My favorite (read: insulting to the point that all I could do was laugh) reaction to the fact that my toddlers basked about au naturel was the idea that I was "raising a hoochie." And, yes, this was particularly aimed at my daughter — my toddler daughter. This person had less issue with my nude son. "I'm going to teach my daughter to respect herself and her family," this person declared. So, in other words, nudity equals sexuality equals shame. And any display of (in this case female) sexuality (and, I cannot stress enough here that we're talking about children) is a sign that a person is not worthy of respect and cannot possibly be respectful.

That's not what I would consider a healthy attitude, my friends.

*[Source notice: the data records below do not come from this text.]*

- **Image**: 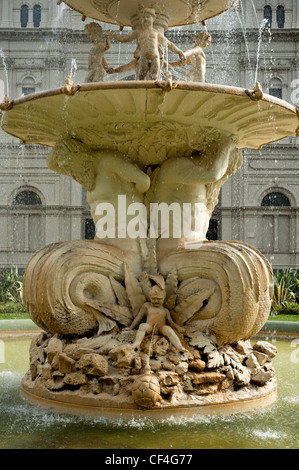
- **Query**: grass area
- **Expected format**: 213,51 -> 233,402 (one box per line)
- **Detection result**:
0,312 -> 30,320
268,314 -> 299,321
0,312 -> 299,321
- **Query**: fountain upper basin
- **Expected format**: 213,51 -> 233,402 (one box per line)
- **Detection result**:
64,0 -> 236,29
2,81 -> 299,165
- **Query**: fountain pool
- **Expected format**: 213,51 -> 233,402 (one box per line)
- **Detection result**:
0,337 -> 299,450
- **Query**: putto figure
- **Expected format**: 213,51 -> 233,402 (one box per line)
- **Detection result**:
84,23 -> 110,83
170,31 -> 212,82
106,8 -> 186,80
131,285 -> 187,352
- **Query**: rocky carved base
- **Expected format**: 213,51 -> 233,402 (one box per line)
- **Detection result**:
22,328 -> 277,413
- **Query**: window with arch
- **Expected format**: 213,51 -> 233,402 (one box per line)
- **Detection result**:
258,191 -> 292,253
22,77 -> 35,96
264,5 -> 272,28
12,190 -> 42,206
11,189 -> 45,252
269,78 -> 282,99
33,5 -> 42,28
276,5 -> 285,28
21,5 -> 29,28
261,191 -> 291,207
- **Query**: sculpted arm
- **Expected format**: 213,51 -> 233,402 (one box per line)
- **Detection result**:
106,31 -> 137,42
166,39 -> 186,60
130,304 -> 147,330
166,310 -> 185,333
106,156 -> 151,193
166,138 -> 235,185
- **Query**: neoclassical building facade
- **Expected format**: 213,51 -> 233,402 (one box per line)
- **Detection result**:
0,0 -> 299,269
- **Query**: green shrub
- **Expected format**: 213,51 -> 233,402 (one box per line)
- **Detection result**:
0,268 -> 24,304
0,301 -> 26,314
273,269 -> 299,309
271,302 -> 299,315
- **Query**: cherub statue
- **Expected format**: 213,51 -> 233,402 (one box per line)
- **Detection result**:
84,23 -> 110,83
131,285 -> 187,352
106,7 -> 186,80
170,31 -> 212,82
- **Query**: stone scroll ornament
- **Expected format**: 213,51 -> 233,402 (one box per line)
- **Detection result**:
24,241 -> 273,345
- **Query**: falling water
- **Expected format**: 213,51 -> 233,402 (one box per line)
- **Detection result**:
53,3 -> 68,29
0,48 -> 9,96
254,18 -> 269,83
235,10 -> 251,83
70,59 -> 78,81
250,0 -> 271,75
148,323 -> 157,363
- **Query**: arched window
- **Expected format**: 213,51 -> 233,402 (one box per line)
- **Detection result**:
261,192 -> 291,207
33,5 -> 42,28
11,189 -> 45,252
12,190 -> 42,206
85,219 -> 95,240
264,5 -> 272,28
206,219 -> 218,240
258,191 -> 292,254
22,77 -> 35,96
276,5 -> 285,28
21,5 -> 29,28
269,78 -> 282,99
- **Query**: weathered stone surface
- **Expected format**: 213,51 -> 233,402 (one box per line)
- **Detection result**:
63,372 -> 87,386
235,340 -> 252,355
251,369 -> 274,385
109,344 -> 136,368
78,353 -> 109,377
234,367 -> 251,387
245,353 -> 259,369
158,371 -> 179,387
253,341 -> 277,358
189,359 -> 206,371
253,351 -> 269,366
46,336 -> 63,364
191,372 -> 225,384
58,353 -> 76,374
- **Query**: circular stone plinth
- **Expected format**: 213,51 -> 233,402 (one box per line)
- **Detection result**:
2,81 -> 299,165
64,0 -> 236,26
21,376 -> 277,420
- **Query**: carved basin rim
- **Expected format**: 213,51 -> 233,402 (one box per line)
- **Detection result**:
63,0 -> 236,28
1,81 -> 299,158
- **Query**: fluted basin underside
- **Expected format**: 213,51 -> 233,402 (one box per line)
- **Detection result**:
2,81 -> 299,165
64,0 -> 236,26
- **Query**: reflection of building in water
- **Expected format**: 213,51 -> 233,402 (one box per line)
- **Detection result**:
0,0 -> 299,268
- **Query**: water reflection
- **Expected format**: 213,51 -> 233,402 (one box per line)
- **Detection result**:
0,338 -> 299,449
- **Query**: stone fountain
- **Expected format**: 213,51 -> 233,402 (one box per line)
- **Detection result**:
0,0 -> 299,417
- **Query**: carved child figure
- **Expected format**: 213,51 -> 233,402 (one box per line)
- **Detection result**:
85,23 -> 110,83
170,31 -> 212,82
107,8 -> 186,80
131,285 -> 187,352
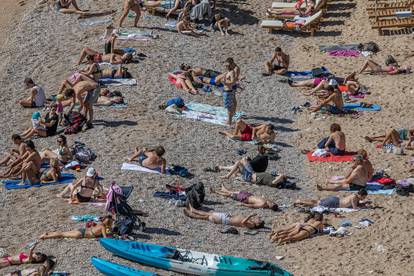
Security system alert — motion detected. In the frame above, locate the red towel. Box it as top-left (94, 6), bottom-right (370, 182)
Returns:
top-left (306, 151), bottom-right (356, 162)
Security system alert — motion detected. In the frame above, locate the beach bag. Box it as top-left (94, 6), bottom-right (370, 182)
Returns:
top-left (72, 141), bottom-right (96, 163)
top-left (185, 182), bottom-right (206, 209)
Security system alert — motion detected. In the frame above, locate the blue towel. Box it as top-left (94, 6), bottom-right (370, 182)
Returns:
top-left (344, 103), bottom-right (381, 111)
top-left (1, 173), bottom-right (75, 190)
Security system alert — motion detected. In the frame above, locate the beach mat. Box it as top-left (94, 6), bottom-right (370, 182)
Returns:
top-left (285, 67), bottom-right (330, 81)
top-left (306, 152), bottom-right (356, 163)
top-left (181, 102), bottom-right (244, 125)
top-left (99, 78), bottom-right (137, 86)
top-left (343, 103), bottom-right (381, 111)
top-left (1, 173), bottom-right (75, 190)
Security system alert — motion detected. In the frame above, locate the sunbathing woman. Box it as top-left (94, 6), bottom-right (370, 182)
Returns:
top-left (40, 216), bottom-right (114, 240)
top-left (76, 48), bottom-right (132, 65)
top-left (219, 119), bottom-right (277, 143)
top-left (365, 128), bottom-right (414, 149)
top-left (359, 56), bottom-right (411, 75)
top-left (210, 184), bottom-right (279, 211)
top-left (40, 135), bottom-right (73, 164)
top-left (119, 0), bottom-right (143, 28)
top-left (269, 213), bottom-right (323, 244)
top-left (128, 146), bottom-right (167, 173)
top-left (0, 242), bottom-right (47, 268)
top-left (184, 204), bottom-right (264, 229)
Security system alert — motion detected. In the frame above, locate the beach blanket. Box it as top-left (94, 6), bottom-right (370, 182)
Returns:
top-left (306, 152), bottom-right (356, 163)
top-left (343, 103), bottom-right (381, 111)
top-left (286, 67), bottom-right (330, 81)
top-left (99, 78), bottom-right (137, 86)
top-left (181, 102), bottom-right (244, 125)
top-left (1, 173), bottom-right (75, 190)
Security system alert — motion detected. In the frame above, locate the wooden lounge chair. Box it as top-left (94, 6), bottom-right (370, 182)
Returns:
top-left (266, 0), bottom-right (328, 19)
top-left (367, 0), bottom-right (414, 10)
top-left (260, 11), bottom-right (323, 36)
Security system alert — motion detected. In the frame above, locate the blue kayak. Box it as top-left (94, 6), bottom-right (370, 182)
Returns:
top-left (91, 257), bottom-right (157, 276)
top-left (100, 238), bottom-right (293, 276)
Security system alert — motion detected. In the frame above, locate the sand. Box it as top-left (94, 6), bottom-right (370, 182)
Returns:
top-left (0, 0), bottom-right (414, 275)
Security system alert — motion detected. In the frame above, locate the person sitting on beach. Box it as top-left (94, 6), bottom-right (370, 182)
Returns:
top-left (294, 189), bottom-right (368, 209)
top-left (40, 158), bottom-right (61, 182)
top-left (365, 128), bottom-right (414, 149)
top-left (58, 168), bottom-right (103, 203)
top-left (118, 0), bottom-right (143, 28)
top-left (309, 86), bottom-right (345, 114)
top-left (318, 123), bottom-right (346, 155)
top-left (40, 135), bottom-right (73, 164)
top-left (0, 242), bottom-right (47, 268)
top-left (269, 213), bottom-right (324, 244)
top-left (211, 14), bottom-right (230, 35)
top-left (263, 47), bottom-right (290, 76)
top-left (176, 16), bottom-right (207, 37)
top-left (18, 78), bottom-right (46, 107)
top-left (184, 204), bottom-right (264, 229)
top-left (76, 48), bottom-right (133, 65)
top-left (210, 184), bottom-right (279, 211)
top-left (219, 119), bottom-right (277, 143)
top-left (128, 146), bottom-right (167, 173)
top-left (4, 256), bottom-right (56, 276)
top-left (316, 155), bottom-right (371, 191)
top-left (21, 104), bottom-right (59, 140)
top-left (359, 56), bottom-right (411, 75)
top-left (0, 134), bottom-right (27, 166)
top-left (40, 215), bottom-right (114, 240)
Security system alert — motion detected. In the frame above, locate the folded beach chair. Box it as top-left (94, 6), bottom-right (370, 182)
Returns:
top-left (260, 11), bottom-right (323, 36)
top-left (367, 0), bottom-right (414, 10)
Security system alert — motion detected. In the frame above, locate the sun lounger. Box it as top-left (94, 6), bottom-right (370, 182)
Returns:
top-left (260, 11), bottom-right (323, 36)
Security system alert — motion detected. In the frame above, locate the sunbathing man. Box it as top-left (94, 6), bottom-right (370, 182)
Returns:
top-left (184, 204), bottom-right (264, 229)
top-left (119, 0), bottom-right (143, 28)
top-left (0, 134), bottom-right (27, 166)
top-left (309, 86), bottom-right (345, 114)
top-left (294, 189), bottom-right (368, 209)
top-left (76, 48), bottom-right (133, 65)
top-left (40, 216), bottom-right (114, 240)
top-left (210, 184), bottom-right (279, 211)
top-left (18, 78), bottom-right (46, 107)
top-left (359, 56), bottom-right (411, 75)
top-left (263, 47), bottom-right (290, 76)
top-left (316, 155), bottom-right (370, 191)
top-left (219, 119), bottom-right (277, 143)
top-left (365, 128), bottom-right (414, 149)
top-left (128, 146), bottom-right (167, 173)
top-left (58, 168), bottom-right (103, 203)
top-left (269, 213), bottom-right (323, 244)
top-left (318, 123), bottom-right (346, 155)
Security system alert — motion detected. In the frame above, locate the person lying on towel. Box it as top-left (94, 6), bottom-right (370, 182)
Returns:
top-left (269, 213), bottom-right (324, 244)
top-left (219, 119), bottom-right (277, 143)
top-left (365, 128), bottom-right (414, 149)
top-left (309, 86), bottom-right (346, 114)
top-left (210, 184), bottom-right (279, 211)
top-left (318, 123), bottom-right (345, 155)
top-left (294, 189), bottom-right (368, 209)
top-left (128, 146), bottom-right (167, 173)
top-left (184, 204), bottom-right (264, 229)
top-left (316, 155), bottom-right (372, 191)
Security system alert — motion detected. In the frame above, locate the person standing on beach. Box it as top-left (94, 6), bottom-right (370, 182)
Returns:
top-left (119, 0), bottom-right (141, 28)
top-left (263, 47), bottom-right (290, 76)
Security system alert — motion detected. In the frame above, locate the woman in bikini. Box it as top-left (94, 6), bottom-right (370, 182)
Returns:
top-left (119, 0), bottom-right (143, 28)
top-left (40, 135), bottom-right (73, 164)
top-left (76, 48), bottom-right (132, 65)
top-left (269, 213), bottom-right (323, 244)
top-left (40, 216), bottom-right (114, 240)
top-left (0, 242), bottom-right (47, 268)
top-left (184, 204), bottom-right (264, 229)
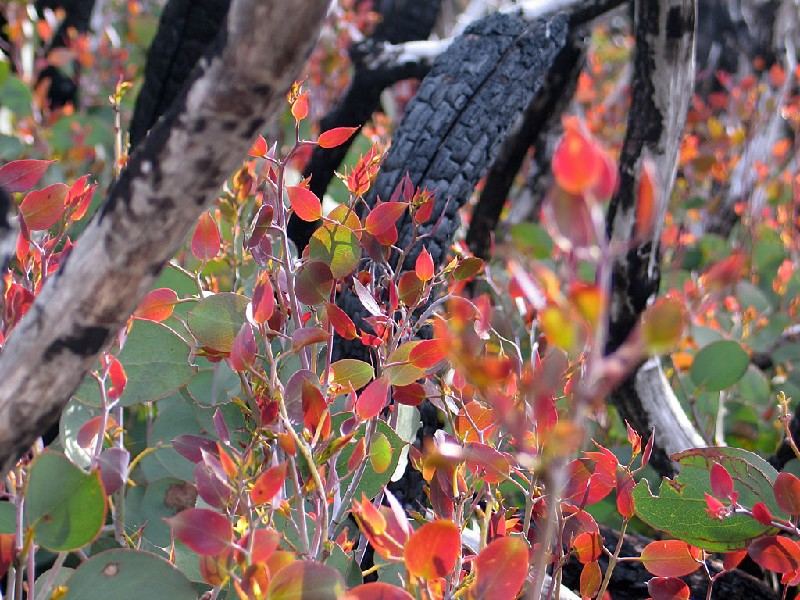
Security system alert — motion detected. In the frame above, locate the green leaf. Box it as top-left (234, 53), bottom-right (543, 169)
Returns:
top-left (385, 340), bottom-right (425, 386)
top-left (64, 548), bottom-right (197, 600)
top-left (75, 321), bottom-right (194, 406)
top-left (633, 448), bottom-right (786, 552)
top-left (511, 223), bottom-right (553, 260)
top-left (331, 358), bottom-right (375, 390)
top-left (188, 292), bottom-right (250, 352)
top-left (308, 223), bottom-right (361, 279)
top-left (333, 414), bottom-right (406, 498)
top-left (690, 340), bottom-right (750, 392)
top-left (25, 451), bottom-right (106, 552)
top-left (0, 502), bottom-right (17, 534)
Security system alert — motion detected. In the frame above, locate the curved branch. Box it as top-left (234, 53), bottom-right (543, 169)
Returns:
top-left (0, 0), bottom-right (328, 471)
top-left (606, 0), bottom-right (703, 474)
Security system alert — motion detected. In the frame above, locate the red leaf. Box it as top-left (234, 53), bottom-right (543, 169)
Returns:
top-left (19, 183), bottom-right (69, 231)
top-left (722, 550), bottom-right (747, 571)
top-left (773, 471), bottom-right (800, 516)
top-left (752, 502), bottom-right (773, 525)
top-left (317, 127), bottom-right (358, 148)
top-left (228, 323), bottom-right (258, 373)
top-left (709, 463), bottom-right (734, 499)
top-left (641, 540), bottom-right (701, 577)
top-left (647, 577), bottom-right (691, 600)
top-left (552, 117), bottom-right (604, 195)
top-left (356, 377), bottom-right (389, 421)
top-left (286, 185), bottom-right (322, 223)
top-left (403, 519), bottom-right (461, 580)
top-left (192, 212), bottom-right (222, 260)
top-left (247, 135), bottom-right (269, 158)
top-left (133, 288), bottom-right (178, 323)
top-left (580, 562), bottom-right (603, 598)
top-left (408, 339), bottom-right (448, 369)
top-left (292, 327), bottom-right (328, 352)
top-left (0, 159), bottom-right (56, 192)
top-left (325, 302), bottom-right (358, 340)
top-left (747, 535), bottom-right (800, 573)
top-left (344, 581), bottom-right (414, 600)
top-left (164, 508), bottom-right (233, 556)
top-left (474, 537), bottom-right (528, 598)
top-left (250, 463), bottom-right (286, 506)
top-left (617, 469), bottom-right (636, 519)
top-left (414, 248), bottom-right (433, 281)
top-left (572, 531), bottom-right (603, 564)
top-left (292, 92), bottom-right (308, 123)
top-left (252, 273), bottom-right (275, 325)
top-left (364, 202), bottom-right (408, 237)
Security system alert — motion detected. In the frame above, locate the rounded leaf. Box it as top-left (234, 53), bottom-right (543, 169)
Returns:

My children, especially my daughter, are going to eventualy be inculcated with the idea that when it comes to their bodies, everyone else's opinion and comfort matters than theirs. They will be told — by friends, by acquaintances, by ill-intentioned strangers, and by society at large — that their nudity is inherently shameful and sexual in any context. I'm not sorry for wanting to shield them from this idea by allowing them to be comfortable in their own skin and building up positive or just neutral experiences with their nude bodies. I'm not sorry for not caring too much with the occasional flash of toddler bum out in the world. I want my kids to know, that, yes, there's a time and place for being nude, but their bodies are never inappropriate.